I suspected he was bleeding internally somewhere, so while I waited, I felt his abdomen for any signs of bleeding and tenderness. If there’s bleeding in the belly, the abdominal muscles tense up to protect the internal organs. This is known as “boarding”. If there is tenderness, the patient tends to push your hands off his abdomen to stop it hurting. This is known as “guarding”. There was neither. I also felt for a pulsatile mass that could indicate an Abdominal Aortic Aneurysm but didn’t find one. (Click here for more information and a couple of diagrams)

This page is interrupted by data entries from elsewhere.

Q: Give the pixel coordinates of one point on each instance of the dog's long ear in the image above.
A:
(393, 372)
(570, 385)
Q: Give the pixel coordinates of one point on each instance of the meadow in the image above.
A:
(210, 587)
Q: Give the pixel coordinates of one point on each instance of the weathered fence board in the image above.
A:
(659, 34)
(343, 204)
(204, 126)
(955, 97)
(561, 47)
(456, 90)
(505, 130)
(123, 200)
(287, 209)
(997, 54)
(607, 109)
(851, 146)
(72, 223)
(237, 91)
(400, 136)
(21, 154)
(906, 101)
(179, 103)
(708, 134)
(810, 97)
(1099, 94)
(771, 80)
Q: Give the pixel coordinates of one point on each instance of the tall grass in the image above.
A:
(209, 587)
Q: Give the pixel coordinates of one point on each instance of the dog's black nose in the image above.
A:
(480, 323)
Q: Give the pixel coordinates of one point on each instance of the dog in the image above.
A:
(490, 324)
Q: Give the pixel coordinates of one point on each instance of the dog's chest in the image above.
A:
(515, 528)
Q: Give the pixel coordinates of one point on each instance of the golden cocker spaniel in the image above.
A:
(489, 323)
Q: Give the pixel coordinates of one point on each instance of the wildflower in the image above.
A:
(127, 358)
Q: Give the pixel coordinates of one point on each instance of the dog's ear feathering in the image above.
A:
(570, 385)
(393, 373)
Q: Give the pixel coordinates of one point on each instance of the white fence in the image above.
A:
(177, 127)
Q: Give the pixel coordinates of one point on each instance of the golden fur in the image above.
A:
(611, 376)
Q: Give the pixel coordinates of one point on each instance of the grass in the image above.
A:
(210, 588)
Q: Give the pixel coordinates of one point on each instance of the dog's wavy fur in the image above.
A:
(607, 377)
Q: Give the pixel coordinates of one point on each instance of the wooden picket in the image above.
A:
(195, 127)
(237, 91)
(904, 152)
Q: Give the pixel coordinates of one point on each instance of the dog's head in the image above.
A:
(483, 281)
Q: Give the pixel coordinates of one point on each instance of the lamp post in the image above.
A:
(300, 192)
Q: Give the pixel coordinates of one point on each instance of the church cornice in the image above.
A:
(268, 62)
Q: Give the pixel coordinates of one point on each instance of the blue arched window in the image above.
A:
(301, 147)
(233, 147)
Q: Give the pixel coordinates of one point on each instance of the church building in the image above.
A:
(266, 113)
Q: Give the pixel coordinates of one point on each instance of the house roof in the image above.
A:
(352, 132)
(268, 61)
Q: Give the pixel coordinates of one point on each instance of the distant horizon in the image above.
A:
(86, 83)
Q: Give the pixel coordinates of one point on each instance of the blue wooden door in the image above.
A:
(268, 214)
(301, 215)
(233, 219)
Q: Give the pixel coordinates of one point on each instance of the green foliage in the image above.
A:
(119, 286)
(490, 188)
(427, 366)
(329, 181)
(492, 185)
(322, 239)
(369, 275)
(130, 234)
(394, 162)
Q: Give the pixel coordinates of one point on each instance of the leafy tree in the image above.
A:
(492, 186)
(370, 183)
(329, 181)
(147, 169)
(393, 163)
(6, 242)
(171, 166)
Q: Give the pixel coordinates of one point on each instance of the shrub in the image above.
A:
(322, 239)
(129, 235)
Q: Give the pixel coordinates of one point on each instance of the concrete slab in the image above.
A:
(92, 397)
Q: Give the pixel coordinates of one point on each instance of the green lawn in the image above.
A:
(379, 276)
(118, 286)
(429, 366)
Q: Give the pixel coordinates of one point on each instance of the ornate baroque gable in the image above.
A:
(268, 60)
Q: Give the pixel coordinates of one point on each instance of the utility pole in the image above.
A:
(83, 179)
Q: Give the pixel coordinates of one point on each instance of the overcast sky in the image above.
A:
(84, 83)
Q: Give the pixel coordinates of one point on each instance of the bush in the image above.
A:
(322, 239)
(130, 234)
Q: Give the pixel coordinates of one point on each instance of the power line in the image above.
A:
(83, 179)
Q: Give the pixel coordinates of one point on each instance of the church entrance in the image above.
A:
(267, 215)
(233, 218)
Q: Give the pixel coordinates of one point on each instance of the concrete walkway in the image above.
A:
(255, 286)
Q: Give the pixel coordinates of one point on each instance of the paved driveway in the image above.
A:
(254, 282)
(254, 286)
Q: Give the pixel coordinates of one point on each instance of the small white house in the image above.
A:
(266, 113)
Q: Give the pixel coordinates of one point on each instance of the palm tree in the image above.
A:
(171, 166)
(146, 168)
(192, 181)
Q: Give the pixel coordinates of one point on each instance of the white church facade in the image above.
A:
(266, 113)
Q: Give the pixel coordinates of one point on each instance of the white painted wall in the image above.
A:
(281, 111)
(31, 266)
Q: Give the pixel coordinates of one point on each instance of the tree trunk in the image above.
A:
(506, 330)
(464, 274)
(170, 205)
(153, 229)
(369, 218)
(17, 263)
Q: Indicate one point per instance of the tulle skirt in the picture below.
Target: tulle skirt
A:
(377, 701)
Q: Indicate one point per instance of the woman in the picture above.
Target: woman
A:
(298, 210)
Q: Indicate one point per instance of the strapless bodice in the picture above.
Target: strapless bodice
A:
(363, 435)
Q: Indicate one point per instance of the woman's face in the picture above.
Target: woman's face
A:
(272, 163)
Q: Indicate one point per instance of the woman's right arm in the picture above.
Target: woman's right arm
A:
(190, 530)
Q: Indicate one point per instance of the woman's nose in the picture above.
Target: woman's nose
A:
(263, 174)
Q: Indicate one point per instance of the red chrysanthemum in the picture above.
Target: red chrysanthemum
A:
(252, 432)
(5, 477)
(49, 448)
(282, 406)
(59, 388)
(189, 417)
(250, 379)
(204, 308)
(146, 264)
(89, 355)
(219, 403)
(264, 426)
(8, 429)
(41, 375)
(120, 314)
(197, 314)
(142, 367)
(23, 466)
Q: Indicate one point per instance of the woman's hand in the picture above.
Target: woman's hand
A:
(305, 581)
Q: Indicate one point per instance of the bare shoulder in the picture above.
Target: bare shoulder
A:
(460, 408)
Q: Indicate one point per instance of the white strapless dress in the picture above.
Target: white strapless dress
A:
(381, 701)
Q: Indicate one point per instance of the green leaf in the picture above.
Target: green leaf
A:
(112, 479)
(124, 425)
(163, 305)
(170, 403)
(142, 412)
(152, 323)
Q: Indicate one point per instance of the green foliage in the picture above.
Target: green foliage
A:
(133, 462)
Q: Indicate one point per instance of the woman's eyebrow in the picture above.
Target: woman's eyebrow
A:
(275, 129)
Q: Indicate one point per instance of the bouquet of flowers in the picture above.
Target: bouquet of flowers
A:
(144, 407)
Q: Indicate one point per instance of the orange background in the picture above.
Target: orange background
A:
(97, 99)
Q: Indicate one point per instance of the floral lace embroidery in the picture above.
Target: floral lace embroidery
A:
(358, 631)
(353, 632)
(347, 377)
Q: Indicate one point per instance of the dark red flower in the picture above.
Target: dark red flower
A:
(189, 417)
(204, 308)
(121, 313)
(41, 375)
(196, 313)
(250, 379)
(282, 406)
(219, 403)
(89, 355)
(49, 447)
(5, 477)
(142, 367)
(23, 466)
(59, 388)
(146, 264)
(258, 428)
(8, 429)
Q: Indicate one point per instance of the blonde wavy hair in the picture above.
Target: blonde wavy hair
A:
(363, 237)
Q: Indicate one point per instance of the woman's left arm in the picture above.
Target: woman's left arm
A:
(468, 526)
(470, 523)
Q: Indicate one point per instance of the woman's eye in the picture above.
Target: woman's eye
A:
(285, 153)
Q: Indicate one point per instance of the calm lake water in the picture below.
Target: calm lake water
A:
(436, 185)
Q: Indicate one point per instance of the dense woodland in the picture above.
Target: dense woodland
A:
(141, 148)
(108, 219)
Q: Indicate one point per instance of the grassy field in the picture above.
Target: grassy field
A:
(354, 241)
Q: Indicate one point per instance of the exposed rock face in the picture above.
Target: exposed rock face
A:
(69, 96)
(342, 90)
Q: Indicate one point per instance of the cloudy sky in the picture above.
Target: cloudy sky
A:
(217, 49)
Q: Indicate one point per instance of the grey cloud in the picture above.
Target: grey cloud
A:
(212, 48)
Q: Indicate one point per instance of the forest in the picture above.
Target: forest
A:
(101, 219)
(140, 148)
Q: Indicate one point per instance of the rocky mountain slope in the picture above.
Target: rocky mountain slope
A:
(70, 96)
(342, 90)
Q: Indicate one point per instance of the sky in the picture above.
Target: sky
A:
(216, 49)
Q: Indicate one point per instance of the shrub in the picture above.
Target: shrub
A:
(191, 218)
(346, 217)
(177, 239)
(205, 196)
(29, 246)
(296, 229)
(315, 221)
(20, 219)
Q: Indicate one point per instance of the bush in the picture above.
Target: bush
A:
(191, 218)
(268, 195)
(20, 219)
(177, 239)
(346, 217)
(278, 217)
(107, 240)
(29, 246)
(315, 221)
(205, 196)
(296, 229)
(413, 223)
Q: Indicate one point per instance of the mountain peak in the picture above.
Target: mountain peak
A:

When the crew arrived, I handed over, and stayed to help. This was going to be a difficult removal. The first choice for getting him out was going to be on the carry-chair, but we were worried about his blood pressure bottoming out when we sat him up. We decided we’d give it a go. We lifted him onto the chair, and immediately his eyes rolled and he started fitting.
“Quick, back on the bed,” I said and we dumped him unceremoniously back onto the bed. Almost immediately, he came back round.
Plan B. We got the scoop stretcher – a metal stretcher that we can put under a patient with minimal movement – and strapped him to it. We knew he wasn’t heavy from lifting him onto the chair, so we were satisfied we could get him out without asking for another crew to help – besides, we weren’t sure there would be one available.

We got him out without any further problems, and we got some IV fluid running to help restore his blood pressure. The crew took him to hospital on blue lights.

I don’t know the outcome – I’m hoping to be able to find out from the crew sometime this week. I’ll let you know.


Apparently, my suspicions of an internal bleed were confirmed. They found a Gastro-intestinal (G.I.) bleed. He will make a full recovery.